Enter Avigdor Lieberman. The Soviet-born firebrand nationalist from the Yisrael Beitenu party. He, surprisingly, had turned down Netanyahu’s offer to join the coalition when it was first formed out of a mutual loathing. Yet it appears that while Netanyahu was negotiating with Herzog, he was conducting parallel negotiations with Lieberman, promising him the Defense Ministry — far too large a prize for Lieberman to pass up. After news of the negotiations broke, Herzog, understanding that he was being played, broke off negotiations. However, he had already lost all respect within his parliamentary party, with four prominent MKs (including Yachimovich and Shaffir) boycotting a meeting Herzog organized in which he attempted to explain why he thought that anything good would come from attempting to join the coalition. As of now, his position as leader is essentially worthless, and the question is no longer if he will be toppled but when. It is unclear whether it will happen soon enough to repair the damage caused to the party’s standing in the polls as a result of his antics. From 24 seats in the election, a recent poll showed Zionist Union at just 13 seats, a decline of almost fifty percent. Most of those voters have gone to Yesh Atid, whose leader, Yair Lapid, in perhaps the first wise decision of his political career, has stayed as far away from the government as possible during this fiasco.
The question remains: is Herzog a congenital dimwit? Why would he risk his party and his reputation on, what every cognizant observer insisted was a scam. And while Herzog’s innate idiocy cannot be counted out (or, perhaps understated), recent revelations have elevated this whole affair to the level of farce.

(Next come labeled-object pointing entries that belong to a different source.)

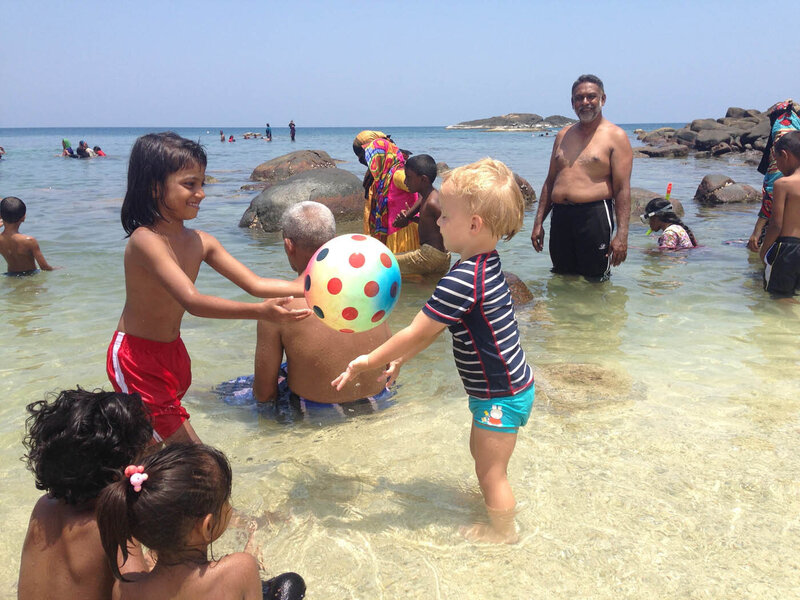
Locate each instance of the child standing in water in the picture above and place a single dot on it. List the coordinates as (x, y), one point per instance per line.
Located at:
(480, 203)
(74, 444)
(177, 503)
(146, 355)
(659, 214)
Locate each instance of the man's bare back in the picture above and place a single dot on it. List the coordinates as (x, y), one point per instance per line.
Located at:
(315, 354)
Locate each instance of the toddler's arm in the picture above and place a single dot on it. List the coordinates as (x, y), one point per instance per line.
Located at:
(38, 256)
(405, 344)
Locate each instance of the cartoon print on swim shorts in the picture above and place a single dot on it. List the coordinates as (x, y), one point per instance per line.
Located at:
(493, 417)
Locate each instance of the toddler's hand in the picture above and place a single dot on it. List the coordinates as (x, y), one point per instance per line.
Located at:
(391, 372)
(275, 309)
(356, 365)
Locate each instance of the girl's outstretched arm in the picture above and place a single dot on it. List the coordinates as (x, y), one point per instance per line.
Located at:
(229, 267)
(405, 344)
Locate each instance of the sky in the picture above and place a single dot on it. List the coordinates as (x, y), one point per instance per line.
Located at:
(401, 63)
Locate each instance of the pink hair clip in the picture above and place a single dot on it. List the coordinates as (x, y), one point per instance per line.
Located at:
(137, 476)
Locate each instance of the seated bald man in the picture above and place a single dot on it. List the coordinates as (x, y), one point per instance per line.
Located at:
(315, 353)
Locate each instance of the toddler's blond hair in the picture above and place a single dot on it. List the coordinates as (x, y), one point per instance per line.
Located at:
(492, 193)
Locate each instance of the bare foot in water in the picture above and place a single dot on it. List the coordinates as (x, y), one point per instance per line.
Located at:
(483, 532)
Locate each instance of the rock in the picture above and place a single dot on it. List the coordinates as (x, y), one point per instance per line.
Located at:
(639, 199)
(703, 124)
(735, 112)
(721, 149)
(569, 388)
(285, 166)
(761, 130)
(528, 193)
(339, 190)
(708, 138)
(668, 151)
(721, 189)
(686, 136)
(520, 293)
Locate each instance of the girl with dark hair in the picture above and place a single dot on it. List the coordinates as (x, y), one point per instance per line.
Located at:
(659, 214)
(75, 443)
(177, 503)
(166, 174)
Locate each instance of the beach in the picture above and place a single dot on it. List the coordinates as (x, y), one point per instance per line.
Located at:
(659, 461)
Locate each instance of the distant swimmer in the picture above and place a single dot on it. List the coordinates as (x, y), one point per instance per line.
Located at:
(22, 252)
(587, 186)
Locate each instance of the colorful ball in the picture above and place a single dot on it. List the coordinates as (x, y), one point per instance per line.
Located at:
(352, 283)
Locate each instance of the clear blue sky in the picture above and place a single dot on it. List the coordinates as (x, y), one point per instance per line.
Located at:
(337, 63)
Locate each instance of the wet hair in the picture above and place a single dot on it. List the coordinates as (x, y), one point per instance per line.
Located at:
(77, 441)
(12, 209)
(657, 205)
(790, 142)
(308, 224)
(154, 157)
(589, 79)
(423, 164)
(492, 193)
(185, 482)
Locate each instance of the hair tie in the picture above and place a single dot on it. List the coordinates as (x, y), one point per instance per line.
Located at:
(137, 476)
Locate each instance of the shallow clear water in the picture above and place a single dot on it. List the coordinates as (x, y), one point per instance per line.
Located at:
(660, 459)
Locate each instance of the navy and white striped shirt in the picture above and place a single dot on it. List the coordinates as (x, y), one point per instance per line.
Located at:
(474, 301)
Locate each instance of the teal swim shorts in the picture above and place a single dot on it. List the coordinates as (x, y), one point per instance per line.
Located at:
(506, 413)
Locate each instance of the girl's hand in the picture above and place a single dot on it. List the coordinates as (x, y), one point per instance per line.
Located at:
(356, 365)
(275, 309)
(391, 372)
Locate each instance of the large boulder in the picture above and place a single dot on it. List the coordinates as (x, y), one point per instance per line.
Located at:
(285, 166)
(708, 138)
(720, 189)
(339, 190)
(639, 199)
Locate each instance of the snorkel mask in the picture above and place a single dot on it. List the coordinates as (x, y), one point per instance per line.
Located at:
(646, 216)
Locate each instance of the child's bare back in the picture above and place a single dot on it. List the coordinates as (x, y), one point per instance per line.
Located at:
(63, 542)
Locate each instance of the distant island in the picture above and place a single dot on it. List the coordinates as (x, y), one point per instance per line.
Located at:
(516, 122)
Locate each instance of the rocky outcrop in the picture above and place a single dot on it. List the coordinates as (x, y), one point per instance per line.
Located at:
(339, 190)
(740, 130)
(720, 189)
(285, 166)
(639, 199)
(516, 122)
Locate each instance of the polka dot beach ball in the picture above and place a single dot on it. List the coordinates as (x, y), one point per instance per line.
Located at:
(352, 283)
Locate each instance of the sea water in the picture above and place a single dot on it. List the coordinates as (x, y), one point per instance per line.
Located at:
(660, 459)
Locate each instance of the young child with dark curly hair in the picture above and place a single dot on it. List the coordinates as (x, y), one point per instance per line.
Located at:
(177, 503)
(75, 444)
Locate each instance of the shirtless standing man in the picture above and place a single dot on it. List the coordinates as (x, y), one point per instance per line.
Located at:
(587, 186)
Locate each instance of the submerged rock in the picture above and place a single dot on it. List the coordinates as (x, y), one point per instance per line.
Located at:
(569, 388)
(717, 189)
(520, 293)
(339, 190)
(285, 166)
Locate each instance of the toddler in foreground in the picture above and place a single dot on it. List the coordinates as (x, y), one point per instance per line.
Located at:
(74, 446)
(480, 204)
(177, 503)
(166, 174)
(21, 251)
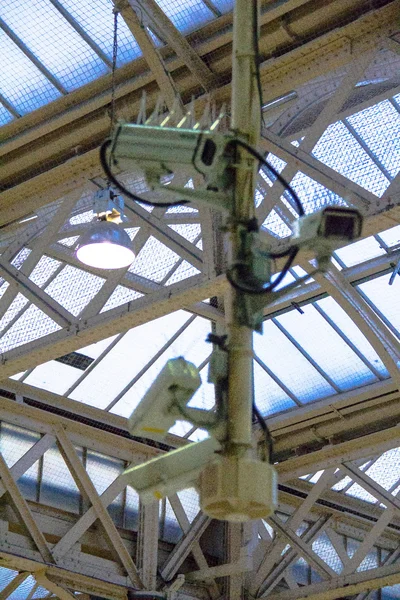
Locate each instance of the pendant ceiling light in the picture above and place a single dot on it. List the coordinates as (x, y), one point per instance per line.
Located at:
(105, 245)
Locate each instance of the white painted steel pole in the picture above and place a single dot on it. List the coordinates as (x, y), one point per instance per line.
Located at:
(246, 123)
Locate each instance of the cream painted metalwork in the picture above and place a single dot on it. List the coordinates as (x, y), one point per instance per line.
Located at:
(334, 422)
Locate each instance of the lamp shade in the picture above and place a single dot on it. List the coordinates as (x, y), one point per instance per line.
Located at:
(105, 246)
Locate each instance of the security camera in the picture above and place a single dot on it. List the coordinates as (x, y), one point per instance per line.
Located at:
(162, 152)
(172, 472)
(327, 227)
(158, 410)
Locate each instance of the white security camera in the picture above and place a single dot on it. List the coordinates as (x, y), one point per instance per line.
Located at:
(158, 410)
(172, 472)
(166, 151)
(327, 227)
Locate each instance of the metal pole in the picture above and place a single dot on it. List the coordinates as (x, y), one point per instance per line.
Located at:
(246, 123)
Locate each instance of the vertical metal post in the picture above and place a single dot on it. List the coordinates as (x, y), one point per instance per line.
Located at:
(246, 123)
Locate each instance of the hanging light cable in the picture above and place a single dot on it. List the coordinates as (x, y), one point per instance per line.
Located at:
(106, 245)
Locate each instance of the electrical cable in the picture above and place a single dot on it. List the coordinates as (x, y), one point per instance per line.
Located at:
(266, 431)
(111, 177)
(282, 180)
(257, 57)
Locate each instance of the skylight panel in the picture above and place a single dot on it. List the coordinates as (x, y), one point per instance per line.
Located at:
(289, 365)
(361, 251)
(23, 590)
(190, 502)
(269, 397)
(315, 336)
(350, 330)
(6, 576)
(385, 470)
(31, 325)
(58, 487)
(22, 84)
(130, 355)
(276, 225)
(338, 149)
(53, 41)
(191, 344)
(53, 376)
(74, 289)
(391, 236)
(121, 295)
(154, 261)
(223, 5)
(5, 116)
(204, 398)
(184, 271)
(186, 16)
(385, 297)
(312, 194)
(97, 19)
(379, 127)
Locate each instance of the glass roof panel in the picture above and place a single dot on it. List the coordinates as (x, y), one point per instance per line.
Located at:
(353, 254)
(96, 18)
(312, 194)
(53, 41)
(391, 236)
(269, 396)
(379, 127)
(191, 344)
(350, 329)
(315, 335)
(295, 372)
(53, 376)
(338, 149)
(5, 116)
(223, 5)
(385, 297)
(186, 16)
(22, 591)
(6, 576)
(22, 84)
(126, 360)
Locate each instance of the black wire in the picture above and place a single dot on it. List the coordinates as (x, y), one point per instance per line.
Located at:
(269, 288)
(111, 177)
(257, 56)
(278, 176)
(266, 431)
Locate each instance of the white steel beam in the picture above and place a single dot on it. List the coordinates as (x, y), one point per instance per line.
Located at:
(344, 585)
(23, 511)
(13, 585)
(112, 322)
(184, 546)
(179, 44)
(151, 55)
(87, 489)
(197, 552)
(147, 546)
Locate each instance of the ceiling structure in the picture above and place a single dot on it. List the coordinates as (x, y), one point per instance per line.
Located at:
(79, 347)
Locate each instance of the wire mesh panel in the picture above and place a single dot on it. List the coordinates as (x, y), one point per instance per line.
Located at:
(379, 127)
(126, 360)
(22, 84)
(32, 325)
(60, 48)
(338, 149)
(97, 20)
(74, 289)
(190, 344)
(186, 16)
(315, 335)
(295, 372)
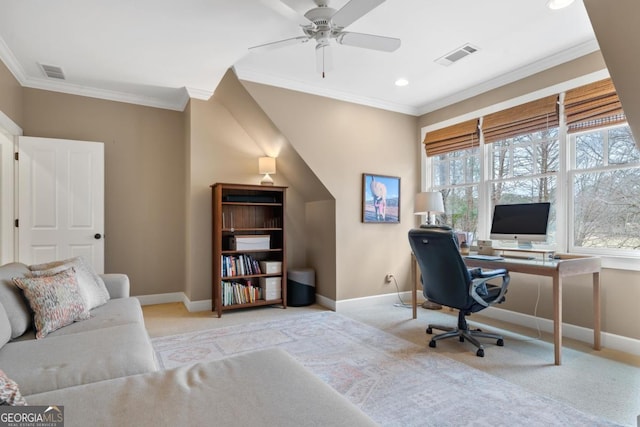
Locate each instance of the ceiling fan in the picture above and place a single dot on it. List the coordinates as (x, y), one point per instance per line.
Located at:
(323, 23)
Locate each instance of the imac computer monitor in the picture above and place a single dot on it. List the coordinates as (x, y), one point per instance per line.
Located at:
(523, 222)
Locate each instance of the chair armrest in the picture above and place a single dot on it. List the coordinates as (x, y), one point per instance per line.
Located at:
(117, 284)
(478, 286)
(480, 273)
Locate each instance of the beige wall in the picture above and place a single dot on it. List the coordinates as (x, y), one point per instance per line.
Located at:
(159, 165)
(228, 134)
(340, 141)
(144, 180)
(620, 288)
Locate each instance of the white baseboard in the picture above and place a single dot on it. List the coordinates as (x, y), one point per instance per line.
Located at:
(161, 298)
(612, 341)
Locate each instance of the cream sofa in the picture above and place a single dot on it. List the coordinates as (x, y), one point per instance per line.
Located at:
(103, 372)
(112, 343)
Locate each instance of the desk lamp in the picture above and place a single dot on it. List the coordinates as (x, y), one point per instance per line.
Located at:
(266, 165)
(425, 204)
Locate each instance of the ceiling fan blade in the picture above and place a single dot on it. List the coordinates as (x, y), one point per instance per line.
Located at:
(369, 41)
(281, 43)
(324, 59)
(353, 11)
(289, 9)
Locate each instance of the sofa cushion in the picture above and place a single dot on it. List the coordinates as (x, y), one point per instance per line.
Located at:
(119, 311)
(67, 360)
(55, 300)
(5, 327)
(92, 287)
(9, 392)
(268, 388)
(13, 300)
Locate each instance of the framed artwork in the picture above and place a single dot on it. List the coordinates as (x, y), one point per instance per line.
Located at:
(380, 199)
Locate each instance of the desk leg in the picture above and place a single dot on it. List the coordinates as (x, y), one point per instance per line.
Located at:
(557, 318)
(596, 311)
(414, 287)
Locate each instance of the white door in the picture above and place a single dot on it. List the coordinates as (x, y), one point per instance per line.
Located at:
(6, 198)
(60, 200)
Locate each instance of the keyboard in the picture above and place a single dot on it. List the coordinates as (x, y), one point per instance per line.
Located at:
(485, 257)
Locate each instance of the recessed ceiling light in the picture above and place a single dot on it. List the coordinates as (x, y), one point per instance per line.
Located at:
(558, 4)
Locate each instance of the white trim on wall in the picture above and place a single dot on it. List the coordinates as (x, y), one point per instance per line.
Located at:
(612, 341)
(9, 132)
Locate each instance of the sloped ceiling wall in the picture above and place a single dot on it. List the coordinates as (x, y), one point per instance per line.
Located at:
(616, 26)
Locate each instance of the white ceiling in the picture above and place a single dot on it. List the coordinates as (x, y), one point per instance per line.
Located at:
(160, 52)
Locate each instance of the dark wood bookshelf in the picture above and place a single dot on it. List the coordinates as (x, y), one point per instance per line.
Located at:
(247, 210)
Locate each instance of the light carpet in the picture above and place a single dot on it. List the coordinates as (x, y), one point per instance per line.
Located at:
(394, 381)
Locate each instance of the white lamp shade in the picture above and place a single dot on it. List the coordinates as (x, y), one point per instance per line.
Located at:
(558, 4)
(267, 165)
(430, 201)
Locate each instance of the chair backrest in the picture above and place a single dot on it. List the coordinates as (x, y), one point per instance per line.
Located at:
(445, 278)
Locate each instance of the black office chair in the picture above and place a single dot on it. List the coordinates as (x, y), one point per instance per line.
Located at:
(447, 281)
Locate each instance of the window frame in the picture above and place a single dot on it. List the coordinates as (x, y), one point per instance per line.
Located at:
(611, 258)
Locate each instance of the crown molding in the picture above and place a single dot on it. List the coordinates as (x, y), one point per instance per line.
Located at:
(258, 77)
(202, 94)
(551, 61)
(9, 59)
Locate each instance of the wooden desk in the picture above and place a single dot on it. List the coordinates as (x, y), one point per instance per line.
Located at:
(557, 269)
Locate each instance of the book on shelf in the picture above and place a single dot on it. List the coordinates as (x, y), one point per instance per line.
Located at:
(240, 293)
(239, 265)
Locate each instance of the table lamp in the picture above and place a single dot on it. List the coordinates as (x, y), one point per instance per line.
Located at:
(266, 166)
(427, 203)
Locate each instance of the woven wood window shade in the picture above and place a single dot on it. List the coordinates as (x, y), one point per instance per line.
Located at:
(457, 137)
(593, 106)
(526, 118)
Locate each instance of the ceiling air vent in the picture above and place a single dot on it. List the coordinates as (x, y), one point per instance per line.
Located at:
(457, 54)
(52, 71)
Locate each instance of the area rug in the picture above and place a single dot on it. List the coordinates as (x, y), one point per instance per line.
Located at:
(394, 381)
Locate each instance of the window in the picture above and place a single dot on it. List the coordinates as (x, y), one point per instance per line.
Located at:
(524, 169)
(605, 184)
(457, 175)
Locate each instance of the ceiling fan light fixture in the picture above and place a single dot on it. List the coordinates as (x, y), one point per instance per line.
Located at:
(558, 4)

For as it turns out, the negotiations between the two parties were largely a product of pressure by certain foreign actors, aimed at moderating the coalition in anticipation of a Middle East peace conference. These actors included American Secretary of State John Kerry, Egyptian president Abd-el Fatah al-Sisi, and former British Prime Minister Tony Blair. This brings me to an important rule of thumb: in the realm of Middle Eastern Affairs, when Tony Blair asks you to do something, assume it is in fact the worst possible decision and do the exact opposite.
And now we come to the big winner, the Frank Underwood of the Knesset: Netanyahu himself. In one sweeping gesture, he has hobbled Zionist Union indefinitely, he has removed a key potential rival from the Likud leadership, he has broadened his coalition so that it no longer holds only a majority of one seat in the Knesset, and he has pacified his right flank. The only real cost to him will be his relationship with Egyptian president al-Sisi, and that can always be fixed later. Perhaps Lieberman will be controversial as defense minister, and some of his conditions for joining the coalition (a move which is not yet finalized and is still not guaranteed) will be controversial – most notably his proposal to instate the death penalty for Palestinian terrorists. The amount of damage he does will be determined by two factors: how much Netanyahu is interested in humoring him and his proposals and whether the IDF, still friendly to Yaalon, will isolate him in his new role as Defense Minister.
Until the knot is tied, however, remember that this is Israeli politics, and just about anything can happen.